Recovery

Shamefully I have come to acknowledge (admittedly by my own tribulation) another of life’s passports or identification credentials; namely, recovery. Upon the most blasé assessment it is readily and at times as squeamishly apparent that a number of people whom I know as friends have suffered and continue to endure what as speedily qualifies as outstanding recovery from an unprovoked or unanticipated incident or from an existing and hitherto prolonged condition. These atmospheric elaborations of psyche and physical states are nonetheless of such treacherous detail that their avoidance is by consequence a peril to their publicity.  These calamities are not subjects about which we enthusiastically conflate. Some for example involve critical accidents; others hazardous cancerous malignancy or seeimingly irreversible addiction; others are putatively confined to materialistic corruption or erosion; but in each instance, the friend has unequivocally confronted a life-altering obstruction (including one instance of self-induced and professionally authorized suicide).

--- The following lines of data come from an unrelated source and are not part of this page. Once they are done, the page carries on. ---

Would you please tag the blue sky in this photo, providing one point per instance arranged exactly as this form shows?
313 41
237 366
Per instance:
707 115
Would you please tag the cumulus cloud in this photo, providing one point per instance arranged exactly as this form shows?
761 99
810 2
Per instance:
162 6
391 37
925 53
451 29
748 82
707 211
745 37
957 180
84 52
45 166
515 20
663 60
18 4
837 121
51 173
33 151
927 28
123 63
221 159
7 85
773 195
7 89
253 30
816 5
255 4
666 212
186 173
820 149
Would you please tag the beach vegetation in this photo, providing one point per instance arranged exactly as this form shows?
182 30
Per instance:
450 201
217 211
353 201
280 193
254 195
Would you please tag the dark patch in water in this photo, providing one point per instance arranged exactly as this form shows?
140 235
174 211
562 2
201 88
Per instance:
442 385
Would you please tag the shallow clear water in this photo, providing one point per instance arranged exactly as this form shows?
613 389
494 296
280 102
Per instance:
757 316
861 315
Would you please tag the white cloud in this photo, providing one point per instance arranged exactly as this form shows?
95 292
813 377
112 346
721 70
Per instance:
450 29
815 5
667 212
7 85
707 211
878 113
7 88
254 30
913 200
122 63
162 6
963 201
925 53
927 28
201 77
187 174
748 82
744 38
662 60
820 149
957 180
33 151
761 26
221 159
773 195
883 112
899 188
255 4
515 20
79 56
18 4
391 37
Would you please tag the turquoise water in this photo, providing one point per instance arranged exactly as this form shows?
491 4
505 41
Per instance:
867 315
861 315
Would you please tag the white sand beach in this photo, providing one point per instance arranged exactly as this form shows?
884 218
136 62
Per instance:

Initially the reaction of the herd to the misfortune of one of them is tangible.  But it inevitably becomes apparent that we, the casual outsiders and observers, are clearly no better qualified to address the cause of the particular commotion than the professionals. Nor is the conversancy of our invovlement heightened by our alleged familiarity (as opposed to the acceptable distraction of the professionals). Instead those who are the apparent targets of this misfortune are seemingly put aside and left to enhance themselves as best they can, surrounded instead by a collection of accumulated verbiage such as the following:

a return to a normal state of health, mind, or strength;
signs of recovery in the housing market;
recovery from illness or exertion;
the human body has amazing powers of recuperation;
time spent recovering from an illness or medical treatment;
rehabilitation;
the action of restoring someone to health or normal life through training and therapy after imprisonment, addiction, or illness;
she underwent rehabilitation and was walking within three weeks;
the process of making or becoming sound or healthy again;
the action or process of coming together to support a person or cause or take concerted action;
improvement;
a quick or marked recovery after a reverse or a period of weakness;
the market staged a late rally;
an improvement or upward trend, especially in economic conditions or someone’s fortunes;
a return by a well-known person, especially an entertainer or sports player, to the activity in which they have formerly been successful;
a revival in the fortunes of the party;
an instance of resuming an activity or state after an interruption.

Knowing what if anything to do in the face of these dilemmas is probably irrelevant. Recovery ultimately reduces to a singularly personal focus and absorption.  Nor is recovery merely a simple objective of calculated improvement by specified acts. Interfering with this abbreviated agenda is the uncomfortable insinuation of pain, depression and oft-times religious attachment, none of which ensures relief or improvement.  And then there is the looming possibility of the trial which lies ahead for any one of us (frequenty glowingly dismissed as yet another advantage of old age).

The best we can hope for is a sustained appetite and a need for rest and relaxation (and maybe, as my late father so often raphsodized, “a complete evacuation”). The imperatives of life are just that simple, illustrative of growth and change. A withering weed will collapse overnight. Betwixt these disadvantages and the expression of our personal meaning is the reality of our conviction and necessity. Just how long we contine to enforce the parameters of existence is sometimes controversial. It is easy to invoke the gauge of recovery to others; however the well-sayers are unwittingly controlled by their own persuasion and internal combustion. Stepping across the boundaries of separation in these reversals is neither effortless nor phlegmatic.